ROSEBURG, Oregon - Remington Engler, 21 months died after being left alone in a hot car while her mother went to work as a family nurse practitioner, authorities said Friday.
The girl was blue and unconscious when her mother, Nicole Engler, discovered the little girl about 4 p.m. outside Evergreen Family Medicine, court records show.
Engler rushed her daughter into the medical facility, where staff performed CPR until an ambulance arrived. The girl was pronounced dead Thursday at Mercy Medical Center in Roseburg.
The temperature was about 80 degrees (26 degrees Celsius) when the girl was discovered.
On a day that warm, the temperature inside a vehicle can rise to 109 degrees (43 Celsius) within 20 minutes, according to a National Safety Council report released earlier this month.
Engler was taken to the Douglas County Jail on suspicion of second-degree manslaughter. Court records do not list an attorney to speak on her behalf.
Police Sgt. Gary Klopfenstein said the department had no comment beyond what was in public documents.
Pediatric vehicular heatstroke killed 742 children between 1998 and 2017, the safety council found. The average age of victims was 21 months.

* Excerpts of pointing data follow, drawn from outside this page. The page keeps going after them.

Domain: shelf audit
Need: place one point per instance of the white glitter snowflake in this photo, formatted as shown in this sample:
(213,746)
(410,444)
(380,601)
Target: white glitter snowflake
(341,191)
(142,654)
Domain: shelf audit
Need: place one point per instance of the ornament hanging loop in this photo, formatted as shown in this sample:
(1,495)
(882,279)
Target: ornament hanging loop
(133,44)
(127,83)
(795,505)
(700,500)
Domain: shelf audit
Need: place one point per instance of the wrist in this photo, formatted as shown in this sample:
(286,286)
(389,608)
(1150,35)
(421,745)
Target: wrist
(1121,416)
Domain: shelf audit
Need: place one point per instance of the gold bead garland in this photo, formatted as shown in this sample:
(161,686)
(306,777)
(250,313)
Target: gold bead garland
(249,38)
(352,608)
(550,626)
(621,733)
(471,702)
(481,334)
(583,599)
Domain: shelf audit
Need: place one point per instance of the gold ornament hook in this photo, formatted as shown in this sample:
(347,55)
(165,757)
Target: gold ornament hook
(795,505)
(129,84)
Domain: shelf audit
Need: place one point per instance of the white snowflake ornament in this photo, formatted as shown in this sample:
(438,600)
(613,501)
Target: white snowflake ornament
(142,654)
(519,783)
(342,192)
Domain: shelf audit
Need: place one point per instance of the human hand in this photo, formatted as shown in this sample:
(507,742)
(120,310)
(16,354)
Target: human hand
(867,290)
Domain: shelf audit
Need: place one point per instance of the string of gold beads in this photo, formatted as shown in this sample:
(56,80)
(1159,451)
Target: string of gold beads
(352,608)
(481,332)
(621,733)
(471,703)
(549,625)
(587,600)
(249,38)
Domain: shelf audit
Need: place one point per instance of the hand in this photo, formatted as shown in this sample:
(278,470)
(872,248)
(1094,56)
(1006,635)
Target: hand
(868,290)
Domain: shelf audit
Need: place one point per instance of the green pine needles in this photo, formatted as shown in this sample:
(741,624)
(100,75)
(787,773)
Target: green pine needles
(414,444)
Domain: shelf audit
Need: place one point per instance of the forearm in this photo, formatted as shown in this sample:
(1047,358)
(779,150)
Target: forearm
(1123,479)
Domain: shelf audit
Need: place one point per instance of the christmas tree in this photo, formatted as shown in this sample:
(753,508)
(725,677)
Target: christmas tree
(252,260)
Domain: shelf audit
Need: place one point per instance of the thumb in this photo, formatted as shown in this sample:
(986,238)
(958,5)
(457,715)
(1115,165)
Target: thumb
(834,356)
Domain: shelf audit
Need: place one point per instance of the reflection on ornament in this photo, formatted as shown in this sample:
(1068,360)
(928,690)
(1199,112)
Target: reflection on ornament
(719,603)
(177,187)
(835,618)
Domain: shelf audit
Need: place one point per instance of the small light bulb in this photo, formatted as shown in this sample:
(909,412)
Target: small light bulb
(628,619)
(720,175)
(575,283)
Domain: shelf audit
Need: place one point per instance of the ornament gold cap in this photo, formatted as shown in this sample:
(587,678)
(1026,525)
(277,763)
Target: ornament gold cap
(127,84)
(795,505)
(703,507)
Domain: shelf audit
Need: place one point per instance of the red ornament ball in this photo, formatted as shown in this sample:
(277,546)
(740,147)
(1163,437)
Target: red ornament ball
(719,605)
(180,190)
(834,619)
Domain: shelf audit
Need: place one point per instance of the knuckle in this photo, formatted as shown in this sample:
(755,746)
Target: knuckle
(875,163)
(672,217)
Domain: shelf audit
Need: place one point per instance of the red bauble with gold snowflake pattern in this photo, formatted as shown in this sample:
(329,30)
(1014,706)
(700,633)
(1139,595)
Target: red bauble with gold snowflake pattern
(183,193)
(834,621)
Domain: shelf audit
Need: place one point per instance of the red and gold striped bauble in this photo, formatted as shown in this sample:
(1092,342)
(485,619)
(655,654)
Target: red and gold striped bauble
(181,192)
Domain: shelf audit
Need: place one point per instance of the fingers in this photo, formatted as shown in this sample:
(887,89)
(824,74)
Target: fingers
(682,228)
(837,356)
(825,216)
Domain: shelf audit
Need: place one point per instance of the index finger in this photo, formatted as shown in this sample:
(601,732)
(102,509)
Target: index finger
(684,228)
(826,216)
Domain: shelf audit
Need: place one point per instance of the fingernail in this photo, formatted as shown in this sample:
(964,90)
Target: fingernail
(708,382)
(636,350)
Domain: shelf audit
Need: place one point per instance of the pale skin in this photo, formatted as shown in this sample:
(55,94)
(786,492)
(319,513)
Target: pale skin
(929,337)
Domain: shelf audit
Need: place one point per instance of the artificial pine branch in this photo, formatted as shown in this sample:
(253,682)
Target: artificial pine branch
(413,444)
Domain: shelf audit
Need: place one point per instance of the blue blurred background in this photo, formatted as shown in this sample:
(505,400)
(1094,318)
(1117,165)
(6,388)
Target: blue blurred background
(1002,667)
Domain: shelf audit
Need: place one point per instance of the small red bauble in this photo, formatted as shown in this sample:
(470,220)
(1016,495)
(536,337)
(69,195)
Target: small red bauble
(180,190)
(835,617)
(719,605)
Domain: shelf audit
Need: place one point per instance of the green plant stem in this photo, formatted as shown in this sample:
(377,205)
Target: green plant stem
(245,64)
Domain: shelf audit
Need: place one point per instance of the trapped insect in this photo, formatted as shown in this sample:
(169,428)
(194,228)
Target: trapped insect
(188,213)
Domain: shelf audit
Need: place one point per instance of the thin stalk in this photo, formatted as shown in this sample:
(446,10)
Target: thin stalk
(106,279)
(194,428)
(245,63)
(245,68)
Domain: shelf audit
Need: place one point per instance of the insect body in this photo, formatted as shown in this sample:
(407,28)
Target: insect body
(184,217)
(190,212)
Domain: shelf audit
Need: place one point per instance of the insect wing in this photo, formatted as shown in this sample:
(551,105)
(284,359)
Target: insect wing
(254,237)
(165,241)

In 54 percent of the cases, the parent or caregiver unknowingly left the youngster in a vehicle. It generally happened when the caregiver was especially tired or there was a change in routine, the authors of the report said.
Photo: Nicole Engler. charged in death of her daughter who died after being left alone in a hot car while Engler, her mother, went to work as a family nurse practitioner.